Um bom gestor preza se prevenção de riscos, isso sim é algo que cabe pensar. E a vida, ela não  tem preço.  

GB: Como você avalia o governo de Bolsonaro?

Franciel: Me desculpe, mas não se trata de governo, mas de desgoverno. Uma política de morte, caos,  violência e fome.  

Nunca o povo brasileiro foi tão triste. Tão carente de empatia e respeito.  É uma inversão de valores. Um desrespeito contumaz a Constituição e aos direitos humanos. 

Nunca o povo brasileiro foi tão pária lá fora. Em breve será copa do mundo e há alguns anos as  ruas estariam sendo pintadas, bandeiras colocadas nas varandas, antenas e tudo mais. Hoje o  brasileiro está com vergonha das suas cores. Nunca pensei que veria isso.  
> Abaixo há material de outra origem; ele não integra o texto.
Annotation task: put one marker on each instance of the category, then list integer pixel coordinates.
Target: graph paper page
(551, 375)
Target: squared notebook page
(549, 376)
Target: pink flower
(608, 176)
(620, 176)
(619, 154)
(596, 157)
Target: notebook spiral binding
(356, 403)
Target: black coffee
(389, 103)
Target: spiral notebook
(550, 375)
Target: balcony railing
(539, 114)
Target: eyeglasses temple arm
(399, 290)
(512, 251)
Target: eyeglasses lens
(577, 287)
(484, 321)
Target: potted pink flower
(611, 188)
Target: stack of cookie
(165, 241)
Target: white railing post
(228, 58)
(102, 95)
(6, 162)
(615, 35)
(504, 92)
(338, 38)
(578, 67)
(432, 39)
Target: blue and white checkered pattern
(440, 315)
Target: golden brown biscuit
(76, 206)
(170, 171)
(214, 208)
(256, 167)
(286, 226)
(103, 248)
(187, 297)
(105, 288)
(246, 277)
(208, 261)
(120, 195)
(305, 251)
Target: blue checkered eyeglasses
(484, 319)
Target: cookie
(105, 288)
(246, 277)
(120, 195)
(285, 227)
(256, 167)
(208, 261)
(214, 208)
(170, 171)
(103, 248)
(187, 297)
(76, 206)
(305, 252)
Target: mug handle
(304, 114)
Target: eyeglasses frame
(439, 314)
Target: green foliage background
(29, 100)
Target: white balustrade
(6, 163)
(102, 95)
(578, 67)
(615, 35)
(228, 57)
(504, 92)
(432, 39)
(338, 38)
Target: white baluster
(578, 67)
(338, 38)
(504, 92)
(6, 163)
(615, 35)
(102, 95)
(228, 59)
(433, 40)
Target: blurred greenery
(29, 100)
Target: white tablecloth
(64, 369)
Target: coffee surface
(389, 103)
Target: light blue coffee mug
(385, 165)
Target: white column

O aumento da fome, a descrença na ciência e na história. Precisamos de clareza de ideias e  debates, precisamos dar um basta em fake news. Chega de falso moralismo que na verdade  possui uma terrível cara de preconceito, ódio e ignorância.  

Precisamos de equilíbrio nesses tempos tão sombrios. Não será fácil. Mas acredito que com  Coragem e Amor, podemos sim reconstruir esse país.  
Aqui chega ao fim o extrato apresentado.